The PGI kit can be used for potato germplasm characterization for a variety of purposes from identity verification (fingerprinting), to studies of genetic diversity, anchoring genetic linkage maps, establishment of core collections, and gene flow. The 24 composite reference samples of DNA for allelic size determinations will stimulate and foster collaborations worldwide on the use of SSRs for these applications. For example, we used the new PGI kit to identify potential duplicate landraces between the CIP and PROINPA Bolivian potato germplasm collections (data not shown). Some landraces belong to the same morphologically selected cluster were not grouped into the same molecular cluster especially for landraces of very diverse germplasm sets such as the S. tuberosum Andigenum Group. There was a total correspondence with the less diverse S. tuberosum Chilotanum Group. In another application, the new PGI kit has been using to genotype breeding lines and advanced cultivars of potato, and most of the breeding material groups into a well-defined cluster with landraces of the Chilotanum group (data not shown). Such grouping is expected because the germplasm of the Chilotanum group has been used extensively in potato breeding worldwide.
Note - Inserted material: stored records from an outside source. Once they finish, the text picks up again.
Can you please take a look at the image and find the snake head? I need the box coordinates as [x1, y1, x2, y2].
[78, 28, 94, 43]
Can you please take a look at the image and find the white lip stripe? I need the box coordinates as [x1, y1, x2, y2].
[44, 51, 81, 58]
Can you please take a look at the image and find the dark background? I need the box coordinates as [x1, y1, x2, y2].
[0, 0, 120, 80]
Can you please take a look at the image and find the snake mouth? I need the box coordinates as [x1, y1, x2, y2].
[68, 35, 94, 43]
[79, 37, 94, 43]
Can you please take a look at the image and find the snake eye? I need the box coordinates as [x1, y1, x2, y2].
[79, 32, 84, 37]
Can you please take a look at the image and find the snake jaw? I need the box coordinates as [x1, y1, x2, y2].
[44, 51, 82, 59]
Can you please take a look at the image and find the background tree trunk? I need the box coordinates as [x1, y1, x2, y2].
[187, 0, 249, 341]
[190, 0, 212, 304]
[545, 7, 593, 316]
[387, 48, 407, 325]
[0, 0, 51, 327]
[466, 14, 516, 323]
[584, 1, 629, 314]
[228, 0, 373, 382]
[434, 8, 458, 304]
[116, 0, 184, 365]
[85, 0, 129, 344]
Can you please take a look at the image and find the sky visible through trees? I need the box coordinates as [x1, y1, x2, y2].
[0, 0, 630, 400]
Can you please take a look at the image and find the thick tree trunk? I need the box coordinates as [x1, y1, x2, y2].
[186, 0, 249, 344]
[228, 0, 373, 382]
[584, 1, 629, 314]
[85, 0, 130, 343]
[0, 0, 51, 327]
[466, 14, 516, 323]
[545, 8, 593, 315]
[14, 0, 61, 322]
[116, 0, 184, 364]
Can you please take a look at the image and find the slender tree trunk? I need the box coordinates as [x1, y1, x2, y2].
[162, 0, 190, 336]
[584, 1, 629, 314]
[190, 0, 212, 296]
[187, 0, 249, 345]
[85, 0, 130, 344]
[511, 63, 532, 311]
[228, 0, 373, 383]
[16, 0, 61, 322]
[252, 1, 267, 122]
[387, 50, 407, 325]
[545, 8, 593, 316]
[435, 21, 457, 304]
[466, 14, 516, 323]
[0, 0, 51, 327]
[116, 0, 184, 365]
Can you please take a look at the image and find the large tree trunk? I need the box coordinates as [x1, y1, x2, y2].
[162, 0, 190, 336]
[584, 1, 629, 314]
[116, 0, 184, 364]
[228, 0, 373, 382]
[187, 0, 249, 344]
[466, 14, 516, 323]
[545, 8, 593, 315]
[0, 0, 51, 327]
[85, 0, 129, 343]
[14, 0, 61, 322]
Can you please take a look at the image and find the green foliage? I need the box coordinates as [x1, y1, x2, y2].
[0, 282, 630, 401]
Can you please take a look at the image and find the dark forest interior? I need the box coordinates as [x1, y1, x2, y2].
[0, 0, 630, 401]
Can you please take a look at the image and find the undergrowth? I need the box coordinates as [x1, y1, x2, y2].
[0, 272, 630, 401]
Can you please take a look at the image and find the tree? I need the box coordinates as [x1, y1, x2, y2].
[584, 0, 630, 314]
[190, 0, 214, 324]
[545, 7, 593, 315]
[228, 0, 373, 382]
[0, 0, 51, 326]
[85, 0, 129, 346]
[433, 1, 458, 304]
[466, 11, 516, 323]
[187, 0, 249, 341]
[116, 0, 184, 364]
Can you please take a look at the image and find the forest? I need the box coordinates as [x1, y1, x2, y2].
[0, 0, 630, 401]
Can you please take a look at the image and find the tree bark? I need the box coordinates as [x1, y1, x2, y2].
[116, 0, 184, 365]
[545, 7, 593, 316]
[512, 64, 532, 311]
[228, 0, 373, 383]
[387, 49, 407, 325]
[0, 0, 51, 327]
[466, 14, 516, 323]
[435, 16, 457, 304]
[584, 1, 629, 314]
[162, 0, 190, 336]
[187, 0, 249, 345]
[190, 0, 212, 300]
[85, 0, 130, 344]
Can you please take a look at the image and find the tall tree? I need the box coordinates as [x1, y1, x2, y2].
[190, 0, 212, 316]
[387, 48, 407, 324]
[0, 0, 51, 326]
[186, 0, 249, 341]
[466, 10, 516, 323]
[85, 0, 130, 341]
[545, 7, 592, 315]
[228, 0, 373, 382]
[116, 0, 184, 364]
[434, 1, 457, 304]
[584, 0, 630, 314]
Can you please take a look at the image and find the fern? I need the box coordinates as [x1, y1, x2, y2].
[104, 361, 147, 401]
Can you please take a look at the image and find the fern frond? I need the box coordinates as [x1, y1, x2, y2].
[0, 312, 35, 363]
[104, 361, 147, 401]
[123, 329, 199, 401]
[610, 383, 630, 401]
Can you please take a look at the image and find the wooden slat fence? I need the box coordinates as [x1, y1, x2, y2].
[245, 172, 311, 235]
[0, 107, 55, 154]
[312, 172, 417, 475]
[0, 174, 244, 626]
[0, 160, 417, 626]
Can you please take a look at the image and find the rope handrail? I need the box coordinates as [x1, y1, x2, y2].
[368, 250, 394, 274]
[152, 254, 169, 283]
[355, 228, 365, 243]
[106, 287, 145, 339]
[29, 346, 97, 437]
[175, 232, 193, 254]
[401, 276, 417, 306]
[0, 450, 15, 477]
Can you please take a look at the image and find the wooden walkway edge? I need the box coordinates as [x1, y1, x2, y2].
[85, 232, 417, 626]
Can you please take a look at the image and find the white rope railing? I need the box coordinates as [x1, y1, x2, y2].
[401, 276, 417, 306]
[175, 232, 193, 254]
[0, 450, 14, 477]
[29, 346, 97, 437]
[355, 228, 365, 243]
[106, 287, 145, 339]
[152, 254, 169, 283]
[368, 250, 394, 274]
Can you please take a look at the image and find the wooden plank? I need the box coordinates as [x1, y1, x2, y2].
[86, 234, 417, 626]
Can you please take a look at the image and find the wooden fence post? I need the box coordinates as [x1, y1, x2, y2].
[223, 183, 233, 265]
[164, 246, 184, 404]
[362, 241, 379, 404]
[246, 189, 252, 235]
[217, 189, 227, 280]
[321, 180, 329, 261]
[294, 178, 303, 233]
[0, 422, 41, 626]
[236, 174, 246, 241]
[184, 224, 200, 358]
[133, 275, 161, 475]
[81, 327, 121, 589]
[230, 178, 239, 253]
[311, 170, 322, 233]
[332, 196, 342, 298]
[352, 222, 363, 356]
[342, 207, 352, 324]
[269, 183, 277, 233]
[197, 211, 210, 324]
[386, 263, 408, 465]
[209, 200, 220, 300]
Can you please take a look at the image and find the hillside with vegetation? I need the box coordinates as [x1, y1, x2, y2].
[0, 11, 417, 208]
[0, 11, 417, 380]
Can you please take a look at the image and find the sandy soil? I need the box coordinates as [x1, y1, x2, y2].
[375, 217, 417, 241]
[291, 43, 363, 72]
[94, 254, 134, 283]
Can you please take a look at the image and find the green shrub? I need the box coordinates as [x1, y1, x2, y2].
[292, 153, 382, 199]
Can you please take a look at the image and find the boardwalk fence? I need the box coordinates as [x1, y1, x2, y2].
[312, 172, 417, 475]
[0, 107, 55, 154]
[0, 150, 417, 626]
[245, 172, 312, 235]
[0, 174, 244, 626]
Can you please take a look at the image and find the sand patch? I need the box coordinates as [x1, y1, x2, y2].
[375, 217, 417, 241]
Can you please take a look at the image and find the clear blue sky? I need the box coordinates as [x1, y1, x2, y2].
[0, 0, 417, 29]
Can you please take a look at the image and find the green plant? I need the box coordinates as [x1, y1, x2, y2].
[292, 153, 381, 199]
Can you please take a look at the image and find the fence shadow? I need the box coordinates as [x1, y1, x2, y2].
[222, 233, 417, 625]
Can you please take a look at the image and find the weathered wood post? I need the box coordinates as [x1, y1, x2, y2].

In summary, these highly characterized new SSR markers have tremendous utility for a variety of applications and can stimulate standardization and international collaborations within the cultivated potato gene pool. The PGI kit including primers and fragment size standard are available upon request. A SSR database of the cultivated potato is available on line from the bioinformatics portal of the Generation Challenge Program web site (www.generationcp.org) and of CIP (http://research.cip.cgiar.org/confluence/display/IPD/SSR+Marker). The latter provides a full description of each SSR markers, amplification and detection conditions, and the genotyping data of all potato landraces available to date. It is expected that with increased uses the SSR database will be integrated with the germplasm database of the CGIAR centers.